A higher probability of adherence during later analysis time may been driven by loss to follow-up of non-adherent women and may not reflect an actual improvement in adherence, as women with poor adherence are at higher risk of loss to follow-up than those with good adherence [37, 53]. This mechanism of “informative censoring” biases analysis of adherence patterns over time.

The population studied herein is highly dynamic [17, 54, 55], exemplified by the fact that individuals could move in and out of the included study population at each follow-up interval. Such mobility likely contributes to the low adherence seen here, both by providing a barrier to adherence among mothers and their infants and by posing a challenge to measurement within our follow-up interviews. The high proportion of missed interviews underscores the importance of strengthening counseling to ensure that individuals understand the importance of ART adherence to viral suppression, reducing risk of MTCT, and reducing risk of drug resistance. Mothers were continually counseled on the importance of adherence to health outcomes throughout the course of the study, especially when non-adherence events were identified.

Conclusion

Our findings from this cohort of mothers and infants in South Africa suggest that suboptimal adherence to ART for PMTCT persists, which likely contributes to remaining mother-to-child HIV transmission events.
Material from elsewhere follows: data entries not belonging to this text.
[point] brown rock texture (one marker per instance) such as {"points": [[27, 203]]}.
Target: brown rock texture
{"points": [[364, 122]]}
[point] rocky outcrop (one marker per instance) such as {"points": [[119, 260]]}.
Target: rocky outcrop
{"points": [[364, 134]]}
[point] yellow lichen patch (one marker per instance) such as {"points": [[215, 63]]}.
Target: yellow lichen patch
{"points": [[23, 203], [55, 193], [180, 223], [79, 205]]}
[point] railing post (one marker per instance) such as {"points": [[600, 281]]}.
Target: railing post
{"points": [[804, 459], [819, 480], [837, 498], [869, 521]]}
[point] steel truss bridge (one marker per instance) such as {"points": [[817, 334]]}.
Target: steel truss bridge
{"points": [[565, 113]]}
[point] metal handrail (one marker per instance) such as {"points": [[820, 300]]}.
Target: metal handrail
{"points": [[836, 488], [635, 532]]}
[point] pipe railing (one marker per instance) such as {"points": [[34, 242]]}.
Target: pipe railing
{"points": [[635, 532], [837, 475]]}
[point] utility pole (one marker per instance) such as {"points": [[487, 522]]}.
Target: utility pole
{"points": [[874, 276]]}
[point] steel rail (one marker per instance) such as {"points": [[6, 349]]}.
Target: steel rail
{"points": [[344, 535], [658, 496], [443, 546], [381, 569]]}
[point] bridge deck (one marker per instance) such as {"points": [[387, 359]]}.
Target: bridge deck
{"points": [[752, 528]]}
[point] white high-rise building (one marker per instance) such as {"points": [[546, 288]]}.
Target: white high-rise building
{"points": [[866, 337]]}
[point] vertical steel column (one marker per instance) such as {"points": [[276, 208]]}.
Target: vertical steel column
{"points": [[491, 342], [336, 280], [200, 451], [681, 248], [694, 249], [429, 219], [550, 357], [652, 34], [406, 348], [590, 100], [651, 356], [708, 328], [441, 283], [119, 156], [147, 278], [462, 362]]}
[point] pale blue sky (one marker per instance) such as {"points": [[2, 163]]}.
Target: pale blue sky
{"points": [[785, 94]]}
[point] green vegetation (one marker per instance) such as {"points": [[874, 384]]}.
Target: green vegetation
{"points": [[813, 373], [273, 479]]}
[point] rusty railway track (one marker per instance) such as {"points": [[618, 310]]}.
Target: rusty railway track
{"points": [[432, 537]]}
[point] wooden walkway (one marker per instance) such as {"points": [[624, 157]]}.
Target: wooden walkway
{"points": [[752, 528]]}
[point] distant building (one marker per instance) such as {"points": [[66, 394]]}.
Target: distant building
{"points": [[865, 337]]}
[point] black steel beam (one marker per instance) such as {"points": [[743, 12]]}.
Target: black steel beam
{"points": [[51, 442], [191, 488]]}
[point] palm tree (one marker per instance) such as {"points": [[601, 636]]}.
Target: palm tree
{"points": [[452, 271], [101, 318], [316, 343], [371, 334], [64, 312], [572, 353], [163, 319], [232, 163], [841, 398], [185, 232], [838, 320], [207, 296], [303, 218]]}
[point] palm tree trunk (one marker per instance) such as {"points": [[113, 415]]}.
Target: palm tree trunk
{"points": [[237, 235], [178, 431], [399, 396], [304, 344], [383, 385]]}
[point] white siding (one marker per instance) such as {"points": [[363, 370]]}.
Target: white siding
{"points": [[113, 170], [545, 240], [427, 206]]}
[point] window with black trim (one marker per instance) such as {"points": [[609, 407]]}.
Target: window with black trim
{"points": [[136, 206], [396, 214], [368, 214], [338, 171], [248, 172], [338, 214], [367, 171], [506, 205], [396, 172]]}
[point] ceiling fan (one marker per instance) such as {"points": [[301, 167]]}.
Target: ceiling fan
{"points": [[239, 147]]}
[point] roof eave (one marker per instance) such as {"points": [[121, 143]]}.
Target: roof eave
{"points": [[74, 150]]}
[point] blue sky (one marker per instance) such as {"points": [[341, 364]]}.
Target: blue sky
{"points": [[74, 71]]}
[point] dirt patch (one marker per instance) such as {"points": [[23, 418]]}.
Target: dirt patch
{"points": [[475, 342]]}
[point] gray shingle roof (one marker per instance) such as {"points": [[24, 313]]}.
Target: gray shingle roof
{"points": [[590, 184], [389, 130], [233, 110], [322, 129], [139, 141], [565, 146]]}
Results from this cohort of mothers and infants in South Africa suggest that young mothers are an important target for the PMTCT national program with messages stressing the importance of adherence; all pregnant women and mothers need support to disclose their HIV status to loved ones, to deliver in a facility, and to know their CD4 count to improve ART adherence. Additionally, a mother’s knowledge of PMTCT and knowledge of her partner’s HIV status could improve infant adherence to Nevirapine.